Luke Cage may be the most buzzed-about television show this weekend – at least until HBO’s Westworld premieres Sunday night – and there’s a good reason for that.
Once again, Marvel and Netflix have knocked it out of the park with a nuanced, multi-layered portrayal of superheroes that don’t wear colorful costumes and wage war against powerful being from another dimension.
Indeed, the primary adversary in Luke Cage is Cornell “Cottonmouth” Stokes, a Harlem businessman whose lack of superpowers doesn’t make him any less dangerous. The role is played with great relish by Mahershala Ali, who recently chatted with IGN about how the Netflix model has allowed Marvel’s storytelling to evolve in new ways:
“I would say that the audience has grown more and more savvy, and I think that the heroes themselves have pretty much stayed within a certain framework. It’s the villains that have gotten more interesting. They’ve had to get rounded out. And you’ve got to understand what triggers people, what drives them. And then so, along with that, the worlds themselves have gotten a little bit more complicated, and somewhat of a better reflection of how we all live real life.
And I’m thinking they all have grown aware that people can handle it. Because look, kids have cell phones and computers, and besides certain families who do maybe an extraordinary job monitoring their children, keeping them from certain things and away from maybe what could be considered harmful content, they’ve all seen it.
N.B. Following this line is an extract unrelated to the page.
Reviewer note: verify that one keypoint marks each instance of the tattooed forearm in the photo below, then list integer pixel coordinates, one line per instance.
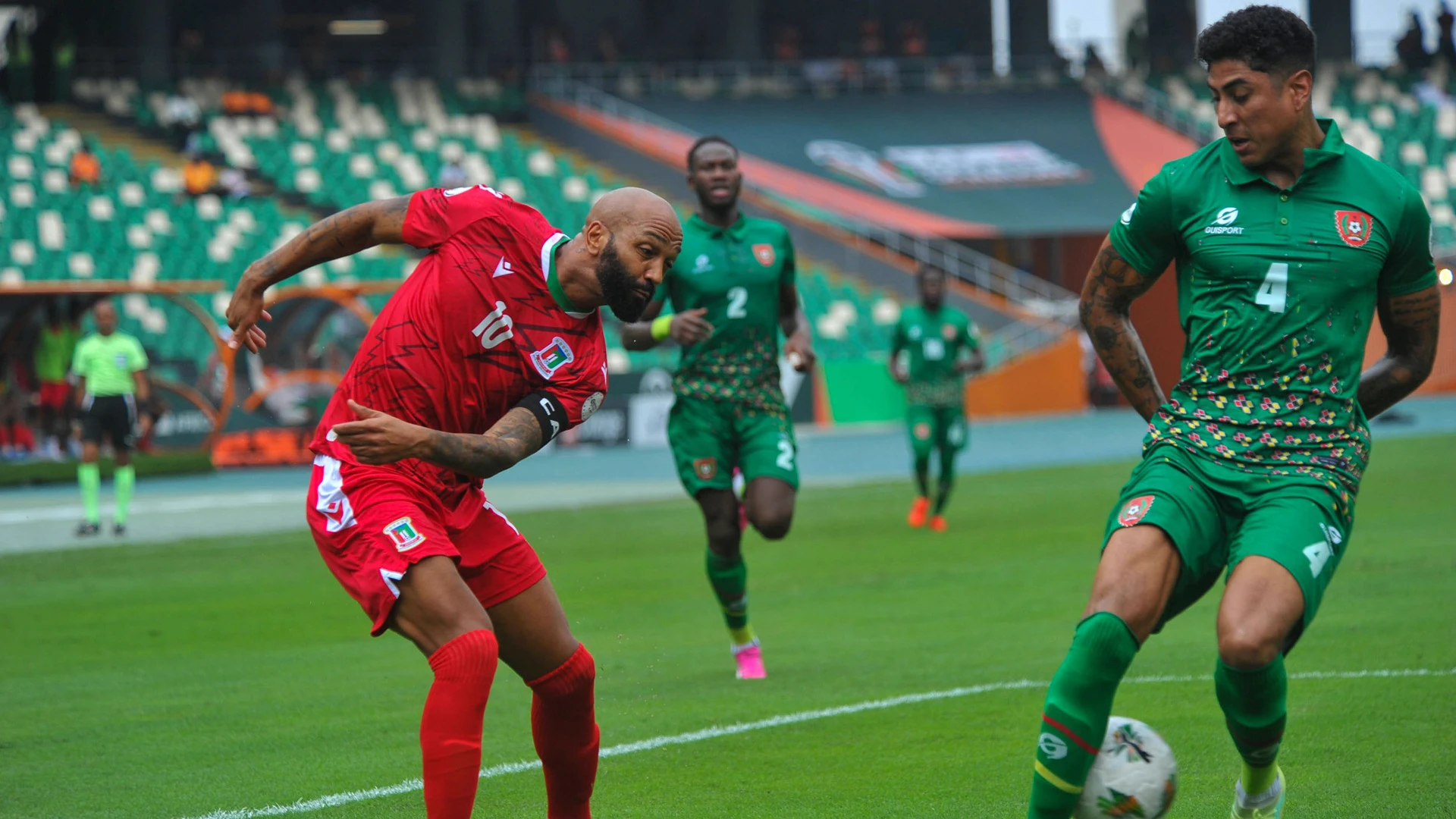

They all go to school. They see stuff, they hear stuff. So to me, at this point, it’s about trying to make these projects gritty and have elements in them that reflect urban life in some way, shape or form that resonate as truthful. Because people can handle it.”
There’s no denying that Marvel’s partnership with Netflix has afforded them the opportunity to offer a more mature take on some of their superhero properties, and this corner of the Marvel Cinematic Universe is certainly darker than the cinematic stories. But as Ali himself points out, this is exactly what some people are looking for:
“That Marvel audience has matured and grown older, and there’s people who are 65 and who are Marvel fans who still want to watch content, and it has to be rooted in something that is truthful for that person who is older as well. So it has scope … And I think it’s a positive thing, because you give yourself an opportunity to capture people who are not necessarily that invested in these types of stories, who go,’Oh, this is actually good. I’ve never really been really attracted to these kind of stories, but besides the guy being able to fly, or jump around, and move things, or he’s bulletproof, this is great.’ You know what I mean? Them being able to accept and embrace something in the superhero world as a drama. I think that’s important.”
The first season of Marvel’s Luke Cage is currently streaming on Netflix.